Configure the FDM to Send Events to the Cisco Cloud

Note	Available options depend on your FDM version. Skip any steps that are not applicable to your version. For example, the ability to select region and event types are version-dependent.

Before you begin

Perform the steps up to this point in How to Send Events Directly to the Cisco Cloud and Integrate with SecureX.
If you are using CDO, you must merge your accounts before you start this procedure. See Link Your Cisco Defense Orchestrator and Cisco XDR Tenant Accounts.
In the FDM, make sure that your device has a unique name. If not, assign one now, in Device > System Settings > Hostname.
In the FDM, apply intrusion and other applicable policies to at least one access control rule and verify that the device is successfully generating events.
Make sure you have your cloud credentials and can sign in to the Cisco SecureX threat responseSecureX regional cloud on which your account was created.

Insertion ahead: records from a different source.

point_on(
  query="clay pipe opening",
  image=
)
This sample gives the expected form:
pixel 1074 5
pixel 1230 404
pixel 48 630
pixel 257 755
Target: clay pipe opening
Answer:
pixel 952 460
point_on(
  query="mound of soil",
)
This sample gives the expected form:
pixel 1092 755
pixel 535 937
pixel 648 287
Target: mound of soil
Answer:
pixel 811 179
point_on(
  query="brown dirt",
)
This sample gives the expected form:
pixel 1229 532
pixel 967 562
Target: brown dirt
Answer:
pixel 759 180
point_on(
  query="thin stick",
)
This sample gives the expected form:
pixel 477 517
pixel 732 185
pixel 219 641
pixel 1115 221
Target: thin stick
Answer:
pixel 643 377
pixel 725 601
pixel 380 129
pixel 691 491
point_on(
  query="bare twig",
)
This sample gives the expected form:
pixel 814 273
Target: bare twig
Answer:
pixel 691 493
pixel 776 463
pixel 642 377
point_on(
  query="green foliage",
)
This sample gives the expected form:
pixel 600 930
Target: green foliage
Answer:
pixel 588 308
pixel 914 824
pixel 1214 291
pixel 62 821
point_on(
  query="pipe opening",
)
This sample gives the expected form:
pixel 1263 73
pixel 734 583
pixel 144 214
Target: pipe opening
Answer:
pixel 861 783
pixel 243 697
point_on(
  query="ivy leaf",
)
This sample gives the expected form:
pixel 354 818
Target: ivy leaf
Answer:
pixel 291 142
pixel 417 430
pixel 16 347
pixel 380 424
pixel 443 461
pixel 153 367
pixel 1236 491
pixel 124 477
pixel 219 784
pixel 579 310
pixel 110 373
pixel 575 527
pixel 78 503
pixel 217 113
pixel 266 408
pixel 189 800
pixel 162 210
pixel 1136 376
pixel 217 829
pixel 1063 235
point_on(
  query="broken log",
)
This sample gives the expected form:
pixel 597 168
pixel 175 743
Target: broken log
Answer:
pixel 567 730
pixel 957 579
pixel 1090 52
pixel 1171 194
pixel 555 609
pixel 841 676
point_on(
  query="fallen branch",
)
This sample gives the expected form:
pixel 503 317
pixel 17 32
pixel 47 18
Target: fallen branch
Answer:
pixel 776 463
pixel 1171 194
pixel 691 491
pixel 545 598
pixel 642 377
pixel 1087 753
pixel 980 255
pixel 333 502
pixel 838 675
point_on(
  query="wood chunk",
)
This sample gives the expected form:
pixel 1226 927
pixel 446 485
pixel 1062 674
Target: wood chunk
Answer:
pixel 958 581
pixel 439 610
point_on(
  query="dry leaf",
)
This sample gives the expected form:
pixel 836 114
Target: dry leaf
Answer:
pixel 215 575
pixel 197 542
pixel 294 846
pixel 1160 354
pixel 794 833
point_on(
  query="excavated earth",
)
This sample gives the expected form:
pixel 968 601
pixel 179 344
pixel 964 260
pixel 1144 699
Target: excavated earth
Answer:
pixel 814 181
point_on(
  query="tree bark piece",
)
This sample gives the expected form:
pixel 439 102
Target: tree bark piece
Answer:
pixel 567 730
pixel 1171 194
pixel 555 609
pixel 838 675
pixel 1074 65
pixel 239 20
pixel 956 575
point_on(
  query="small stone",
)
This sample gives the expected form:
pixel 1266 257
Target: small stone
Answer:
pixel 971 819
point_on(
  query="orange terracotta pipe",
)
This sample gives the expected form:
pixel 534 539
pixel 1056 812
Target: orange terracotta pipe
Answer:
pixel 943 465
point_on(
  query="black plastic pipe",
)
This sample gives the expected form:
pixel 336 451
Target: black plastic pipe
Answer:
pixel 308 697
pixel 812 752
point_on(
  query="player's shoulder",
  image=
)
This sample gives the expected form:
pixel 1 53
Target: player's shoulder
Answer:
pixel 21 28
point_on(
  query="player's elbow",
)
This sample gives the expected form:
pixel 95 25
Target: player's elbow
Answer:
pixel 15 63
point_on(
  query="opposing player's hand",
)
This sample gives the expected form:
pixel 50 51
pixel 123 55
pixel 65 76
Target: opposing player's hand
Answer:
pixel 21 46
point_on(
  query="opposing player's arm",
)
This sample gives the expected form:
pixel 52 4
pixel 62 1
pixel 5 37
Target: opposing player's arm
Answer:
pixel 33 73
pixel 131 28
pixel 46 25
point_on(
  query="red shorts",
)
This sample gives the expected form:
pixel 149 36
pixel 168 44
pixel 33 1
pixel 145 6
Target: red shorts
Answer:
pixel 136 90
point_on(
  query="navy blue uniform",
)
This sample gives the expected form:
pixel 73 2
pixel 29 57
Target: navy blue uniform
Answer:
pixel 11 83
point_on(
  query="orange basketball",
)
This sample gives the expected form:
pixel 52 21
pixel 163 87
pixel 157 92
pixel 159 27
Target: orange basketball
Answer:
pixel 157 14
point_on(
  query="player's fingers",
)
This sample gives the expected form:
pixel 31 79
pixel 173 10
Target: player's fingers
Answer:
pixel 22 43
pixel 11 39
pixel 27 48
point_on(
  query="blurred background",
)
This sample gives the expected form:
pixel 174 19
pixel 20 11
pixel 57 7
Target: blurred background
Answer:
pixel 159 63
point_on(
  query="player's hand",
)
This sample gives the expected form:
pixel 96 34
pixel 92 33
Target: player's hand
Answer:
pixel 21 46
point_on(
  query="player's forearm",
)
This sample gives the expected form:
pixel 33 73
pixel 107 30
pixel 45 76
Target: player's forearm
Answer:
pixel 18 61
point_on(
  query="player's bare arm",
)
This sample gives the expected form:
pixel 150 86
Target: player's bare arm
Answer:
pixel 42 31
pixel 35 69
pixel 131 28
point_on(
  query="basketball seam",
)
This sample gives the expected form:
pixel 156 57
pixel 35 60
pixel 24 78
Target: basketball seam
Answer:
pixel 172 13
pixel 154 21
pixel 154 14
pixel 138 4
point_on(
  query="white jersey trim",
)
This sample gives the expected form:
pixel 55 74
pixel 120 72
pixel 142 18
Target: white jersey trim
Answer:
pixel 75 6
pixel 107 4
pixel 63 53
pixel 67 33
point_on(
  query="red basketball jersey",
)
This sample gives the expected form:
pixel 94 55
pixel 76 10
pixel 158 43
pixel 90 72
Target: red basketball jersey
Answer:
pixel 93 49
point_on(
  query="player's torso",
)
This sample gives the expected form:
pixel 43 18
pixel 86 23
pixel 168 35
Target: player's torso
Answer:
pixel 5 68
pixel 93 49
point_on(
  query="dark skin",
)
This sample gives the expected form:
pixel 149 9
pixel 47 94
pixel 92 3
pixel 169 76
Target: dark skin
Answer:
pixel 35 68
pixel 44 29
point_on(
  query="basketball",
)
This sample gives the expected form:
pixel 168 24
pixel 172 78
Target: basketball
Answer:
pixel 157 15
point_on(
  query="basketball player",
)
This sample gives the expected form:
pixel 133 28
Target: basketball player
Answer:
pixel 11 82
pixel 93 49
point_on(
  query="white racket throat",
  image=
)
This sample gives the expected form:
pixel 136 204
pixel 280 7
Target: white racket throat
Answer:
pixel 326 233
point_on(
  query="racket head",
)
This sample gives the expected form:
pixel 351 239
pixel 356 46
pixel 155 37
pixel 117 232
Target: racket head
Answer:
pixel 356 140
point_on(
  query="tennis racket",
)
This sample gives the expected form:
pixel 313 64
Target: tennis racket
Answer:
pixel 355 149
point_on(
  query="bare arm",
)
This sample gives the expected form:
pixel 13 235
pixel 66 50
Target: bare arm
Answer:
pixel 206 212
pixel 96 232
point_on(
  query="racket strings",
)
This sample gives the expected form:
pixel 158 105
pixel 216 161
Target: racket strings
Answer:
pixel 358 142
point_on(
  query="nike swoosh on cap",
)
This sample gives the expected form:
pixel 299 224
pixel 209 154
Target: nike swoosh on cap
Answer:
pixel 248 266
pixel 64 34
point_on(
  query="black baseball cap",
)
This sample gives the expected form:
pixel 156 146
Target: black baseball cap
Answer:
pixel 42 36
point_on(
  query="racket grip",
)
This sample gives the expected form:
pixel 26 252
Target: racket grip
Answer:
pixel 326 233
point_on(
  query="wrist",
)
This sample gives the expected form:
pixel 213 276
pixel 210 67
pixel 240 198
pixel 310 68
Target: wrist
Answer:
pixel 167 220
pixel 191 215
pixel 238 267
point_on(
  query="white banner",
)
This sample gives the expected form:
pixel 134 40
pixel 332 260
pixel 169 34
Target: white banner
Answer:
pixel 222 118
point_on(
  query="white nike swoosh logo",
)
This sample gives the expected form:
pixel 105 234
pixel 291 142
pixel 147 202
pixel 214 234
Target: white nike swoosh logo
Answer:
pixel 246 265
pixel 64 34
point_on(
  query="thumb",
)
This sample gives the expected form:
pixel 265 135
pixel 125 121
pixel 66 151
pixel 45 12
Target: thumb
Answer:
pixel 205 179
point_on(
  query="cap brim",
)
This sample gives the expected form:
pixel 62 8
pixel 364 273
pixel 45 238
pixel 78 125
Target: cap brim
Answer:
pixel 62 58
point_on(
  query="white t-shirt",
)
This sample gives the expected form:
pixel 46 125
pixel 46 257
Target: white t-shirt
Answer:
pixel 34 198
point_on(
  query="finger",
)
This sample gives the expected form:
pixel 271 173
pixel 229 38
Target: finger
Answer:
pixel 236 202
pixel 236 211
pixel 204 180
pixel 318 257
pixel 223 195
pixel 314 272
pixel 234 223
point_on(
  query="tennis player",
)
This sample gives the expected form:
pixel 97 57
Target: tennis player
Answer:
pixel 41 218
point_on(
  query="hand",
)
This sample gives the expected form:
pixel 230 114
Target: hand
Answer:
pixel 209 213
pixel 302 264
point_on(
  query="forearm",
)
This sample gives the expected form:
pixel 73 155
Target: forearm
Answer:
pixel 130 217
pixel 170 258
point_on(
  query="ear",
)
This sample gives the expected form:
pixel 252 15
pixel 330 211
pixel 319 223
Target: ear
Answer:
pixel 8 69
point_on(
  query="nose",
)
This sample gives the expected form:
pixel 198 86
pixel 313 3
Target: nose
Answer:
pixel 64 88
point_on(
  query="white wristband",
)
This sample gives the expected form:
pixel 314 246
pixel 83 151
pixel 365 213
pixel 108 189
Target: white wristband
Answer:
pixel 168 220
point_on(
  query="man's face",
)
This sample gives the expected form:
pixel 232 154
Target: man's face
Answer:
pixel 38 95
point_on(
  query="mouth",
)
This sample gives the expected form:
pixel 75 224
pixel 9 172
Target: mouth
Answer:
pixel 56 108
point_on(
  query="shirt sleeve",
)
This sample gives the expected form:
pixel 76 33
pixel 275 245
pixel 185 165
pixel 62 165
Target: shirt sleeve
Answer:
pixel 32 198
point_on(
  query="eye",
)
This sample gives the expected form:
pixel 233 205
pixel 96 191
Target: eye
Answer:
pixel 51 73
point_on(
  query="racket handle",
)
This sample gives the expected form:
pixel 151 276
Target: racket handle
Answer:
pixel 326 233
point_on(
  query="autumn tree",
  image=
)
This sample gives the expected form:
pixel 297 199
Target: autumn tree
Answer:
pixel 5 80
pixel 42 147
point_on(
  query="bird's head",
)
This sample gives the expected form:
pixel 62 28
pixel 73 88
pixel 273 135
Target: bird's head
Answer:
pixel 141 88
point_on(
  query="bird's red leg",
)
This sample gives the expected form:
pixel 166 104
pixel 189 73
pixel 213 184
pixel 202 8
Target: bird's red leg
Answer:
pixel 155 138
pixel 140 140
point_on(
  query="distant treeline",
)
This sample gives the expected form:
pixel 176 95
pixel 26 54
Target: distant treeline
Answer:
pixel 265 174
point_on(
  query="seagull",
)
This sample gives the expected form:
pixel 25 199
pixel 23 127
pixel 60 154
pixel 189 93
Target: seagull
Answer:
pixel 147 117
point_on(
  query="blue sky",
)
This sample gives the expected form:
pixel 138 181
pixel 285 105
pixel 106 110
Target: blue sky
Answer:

For URLs, see Cisco SecureX Threat ResponseSecureX Regional Clouds.
In your browser:
- Disable pop-up blocking.
- Allow third-party cookies.

Step 1	In the FDM: Click Device, then click the System Settings > Cloud Services link. If you are already on the System Settings page, simply click Cloud Services in the table of contents.
Step 2	Click Enable for the Send Events to the Cisco Cloud option.
Step 3	Select the types of events to send to the cloud and click OK. Later, you can change the event selection by clicking Edit next to the list of selected events. If you choose to send connection events, only Security Intelligence connection events are used in this integration.
Step 4	Verify that your device has registered successfully in Security Services Exchange: If you do not already have Security Services Exchange open in a browser window, see Access Security Services Exchange. In Security Services Exchange, click Devices. Verify that your Firepower Threat Defense device appears in the list. Note: The description shown for the Firepower Threat Defense device in the Devices list is the serial number, which matches the serial number shown if you run the show running-config command in the command-line interface of the device.

Important

If you enable integration with CDO after you configure sending events to the cloud, your devices may become unregistered from SSE. If you see this problem in the Devices tab of SSE, see Link Your Cisco Defense Orchestrator and Cisco XDR Tenant Accounts.